A pesar de que un vecino me insistió que fuera a tomarme un café y a descansar, que él guardaba mi lugar, al retirarnos exclamó: “no aguantaron”. ¿Debía de hacerlo? Para nada. De camino a casa iba reflexionando, las razones por las que asistan a las exposiciones son personales y para bien todos sin importar nivel cultural, socioeconómico o educacional tienen absoluto derecho de ir, nadie puede decir lo contrario, sea porque vayan por moda, los manden de la escuela o de paseo, tengan un doctorado en historia del arte o simplemente les den ganas, tienen el mismo derecho. El problema aquí, y quizás es algo de lo que no nos hemos querido percatar, es que los museos son un cuantioso negocio, la cultura es un producto. A través de los años se ha cuestionado el propósito del material artístico, se ha traficado con él, subastado, donado, peleado y matado por él, ¿qué nos hace pensar que los recintos que lo albergan no sean también como un supermercado cultural? Ahora en los carteles publicitarios de las exposiciones venideras añaden patrocinadores, marcas y todo aquello que le adorne cual anuncio de tienda departamental.
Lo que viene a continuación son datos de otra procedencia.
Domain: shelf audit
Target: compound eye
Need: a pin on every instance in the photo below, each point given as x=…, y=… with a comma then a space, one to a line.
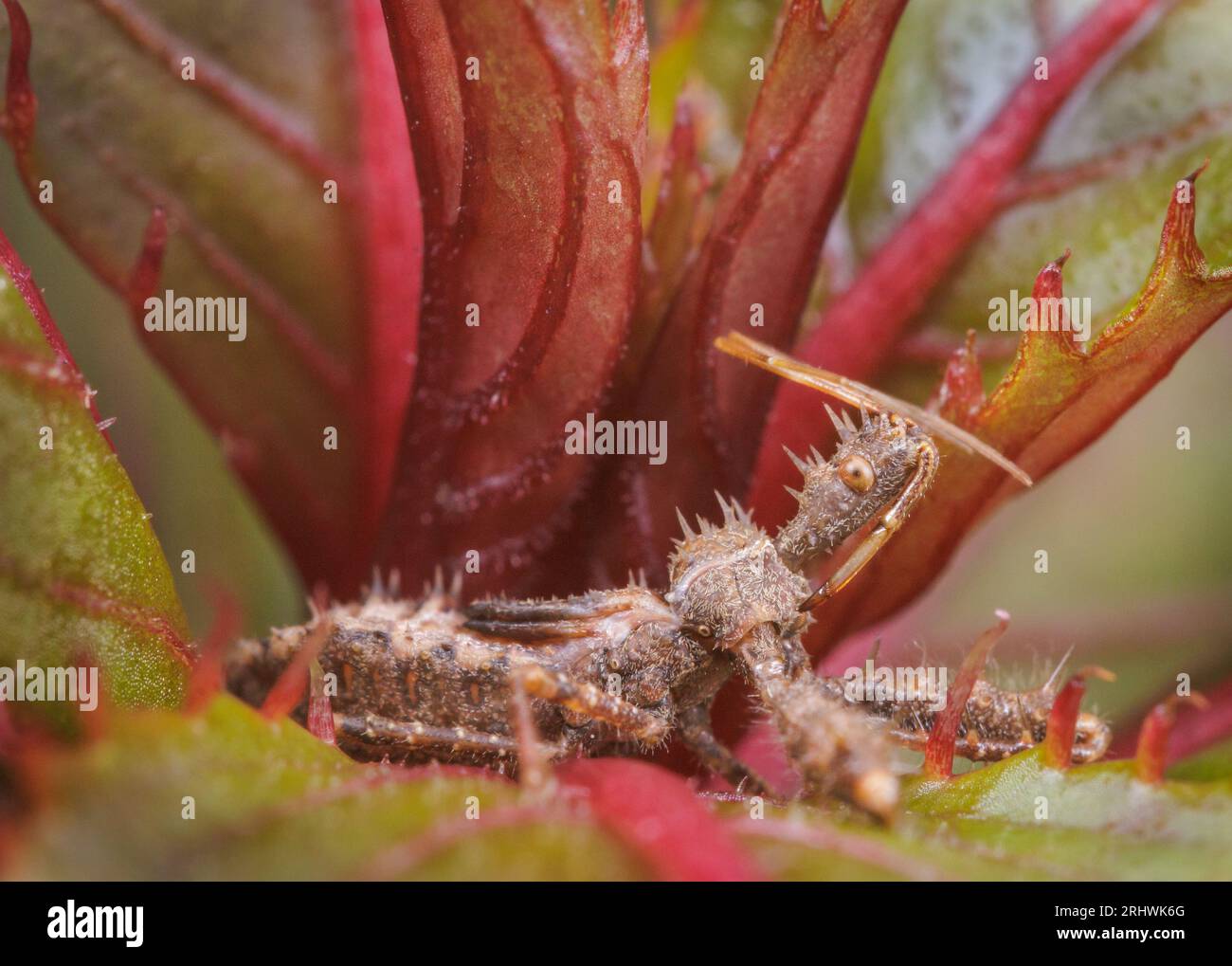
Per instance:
x=857, y=472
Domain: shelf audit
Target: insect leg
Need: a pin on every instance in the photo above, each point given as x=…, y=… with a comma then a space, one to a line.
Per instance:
x=589, y=700
x=927, y=460
x=695, y=731
x=374, y=730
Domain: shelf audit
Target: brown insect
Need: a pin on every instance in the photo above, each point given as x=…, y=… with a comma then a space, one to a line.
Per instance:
x=521, y=682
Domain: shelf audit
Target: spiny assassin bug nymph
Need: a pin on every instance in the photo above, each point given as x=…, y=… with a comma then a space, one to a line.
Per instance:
x=517, y=683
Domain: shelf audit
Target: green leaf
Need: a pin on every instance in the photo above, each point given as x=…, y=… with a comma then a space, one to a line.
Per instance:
x=237, y=121
x=82, y=574
x=270, y=801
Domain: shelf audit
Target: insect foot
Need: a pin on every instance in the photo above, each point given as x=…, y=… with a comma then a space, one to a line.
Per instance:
x=838, y=751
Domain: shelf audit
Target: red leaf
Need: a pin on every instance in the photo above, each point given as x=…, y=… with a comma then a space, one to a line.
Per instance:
x=1052, y=403
x=862, y=324
x=658, y=814
x=332, y=290
x=524, y=126
x=763, y=249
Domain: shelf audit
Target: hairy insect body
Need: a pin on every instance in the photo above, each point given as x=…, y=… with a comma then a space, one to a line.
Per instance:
x=430, y=682
x=503, y=682
x=994, y=724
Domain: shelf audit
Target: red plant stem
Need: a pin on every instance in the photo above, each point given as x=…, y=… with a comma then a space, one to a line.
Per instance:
x=939, y=751
x=1063, y=723
x=862, y=324
x=1189, y=735
x=288, y=689
x=208, y=677
x=320, y=716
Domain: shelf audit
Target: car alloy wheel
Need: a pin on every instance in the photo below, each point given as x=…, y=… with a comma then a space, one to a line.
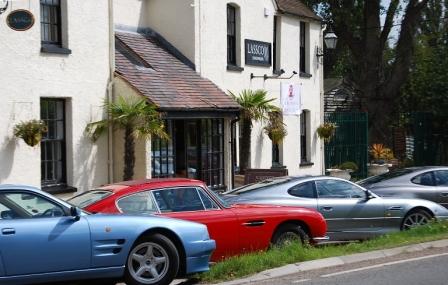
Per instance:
x=289, y=233
x=154, y=260
x=415, y=219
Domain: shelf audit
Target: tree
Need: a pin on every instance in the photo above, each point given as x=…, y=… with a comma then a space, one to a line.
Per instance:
x=139, y=120
x=255, y=107
x=427, y=88
x=377, y=70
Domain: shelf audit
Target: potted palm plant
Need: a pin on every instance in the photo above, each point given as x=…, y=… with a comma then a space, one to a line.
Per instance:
x=326, y=131
x=30, y=131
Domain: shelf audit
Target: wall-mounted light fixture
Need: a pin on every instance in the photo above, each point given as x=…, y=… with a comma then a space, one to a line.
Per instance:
x=330, y=40
x=266, y=77
x=3, y=6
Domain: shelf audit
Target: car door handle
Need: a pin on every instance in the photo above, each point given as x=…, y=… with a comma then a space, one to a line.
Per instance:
x=8, y=231
x=254, y=223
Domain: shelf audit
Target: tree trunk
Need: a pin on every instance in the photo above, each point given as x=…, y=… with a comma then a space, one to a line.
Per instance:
x=129, y=154
x=245, y=145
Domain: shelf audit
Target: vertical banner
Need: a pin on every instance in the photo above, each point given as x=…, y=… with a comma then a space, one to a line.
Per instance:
x=290, y=99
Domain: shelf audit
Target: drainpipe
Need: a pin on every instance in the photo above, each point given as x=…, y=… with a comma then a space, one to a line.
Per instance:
x=232, y=124
x=110, y=161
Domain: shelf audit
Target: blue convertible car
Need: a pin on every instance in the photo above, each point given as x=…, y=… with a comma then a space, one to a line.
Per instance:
x=44, y=239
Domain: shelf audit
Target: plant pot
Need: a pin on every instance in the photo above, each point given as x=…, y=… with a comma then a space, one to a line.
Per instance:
x=377, y=169
x=340, y=173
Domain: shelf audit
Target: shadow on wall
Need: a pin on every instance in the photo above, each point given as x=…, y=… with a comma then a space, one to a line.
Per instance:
x=90, y=168
x=7, y=150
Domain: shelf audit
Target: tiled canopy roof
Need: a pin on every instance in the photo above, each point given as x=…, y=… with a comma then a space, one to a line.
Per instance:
x=296, y=7
x=167, y=82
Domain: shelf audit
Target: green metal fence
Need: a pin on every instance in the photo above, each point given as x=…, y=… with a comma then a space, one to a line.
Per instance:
x=350, y=141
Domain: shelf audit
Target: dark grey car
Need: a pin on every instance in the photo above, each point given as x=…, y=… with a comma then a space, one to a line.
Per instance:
x=351, y=211
x=429, y=182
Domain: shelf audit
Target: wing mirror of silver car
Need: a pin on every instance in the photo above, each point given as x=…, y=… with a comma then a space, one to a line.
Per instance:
x=75, y=212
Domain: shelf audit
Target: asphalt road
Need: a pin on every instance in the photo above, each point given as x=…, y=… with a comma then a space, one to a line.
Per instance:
x=426, y=268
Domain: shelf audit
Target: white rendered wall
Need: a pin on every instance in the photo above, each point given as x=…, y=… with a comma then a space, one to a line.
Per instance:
x=256, y=26
x=27, y=75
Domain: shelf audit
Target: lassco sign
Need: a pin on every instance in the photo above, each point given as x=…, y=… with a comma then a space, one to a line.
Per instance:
x=258, y=53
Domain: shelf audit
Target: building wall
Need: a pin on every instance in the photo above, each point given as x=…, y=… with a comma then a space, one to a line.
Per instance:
x=142, y=168
x=27, y=75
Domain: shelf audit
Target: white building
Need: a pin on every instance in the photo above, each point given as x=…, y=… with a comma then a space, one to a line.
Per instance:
x=58, y=71
x=214, y=36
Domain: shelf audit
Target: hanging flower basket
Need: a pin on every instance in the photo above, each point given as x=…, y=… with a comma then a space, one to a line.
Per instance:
x=326, y=131
x=30, y=131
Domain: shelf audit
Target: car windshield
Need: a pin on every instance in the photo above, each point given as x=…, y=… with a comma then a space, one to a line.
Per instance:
x=219, y=199
x=259, y=185
x=385, y=176
x=88, y=198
Los museos de México no son los únicos de kilométricas filas, los hay en Francia, Nueva York, El Cairo, España, Londres, etc. Y la monumentalidad, innovación y exuberancia que derrochan los museos es también una característica mercantil; ahora se buscan a los más reconocidos y famosos arquitectos para diseñarlos, aunque muchas veces no sirvan necesariamente para su propósito, pero deben de ser objetos que atraigan a las masas y gentrifiquen ciudades. Dejaron estas arquitecturas de desplegar un discurso, ahora sólo gritan opulencia y plasticidad. Una ciudad poderosa cuenta con el mayor número de iconos arquitectónicos, cual trofeos en un aparador, eso me preocupa más que los adolescentes sin entender lo que ven en un museo, porque al final para eso vamos, ¿no? ¿Cuál debe ser el objetivo de un museo? ¿Vender, educar, atraer turistas?¿Para qué hacemos arquitectura?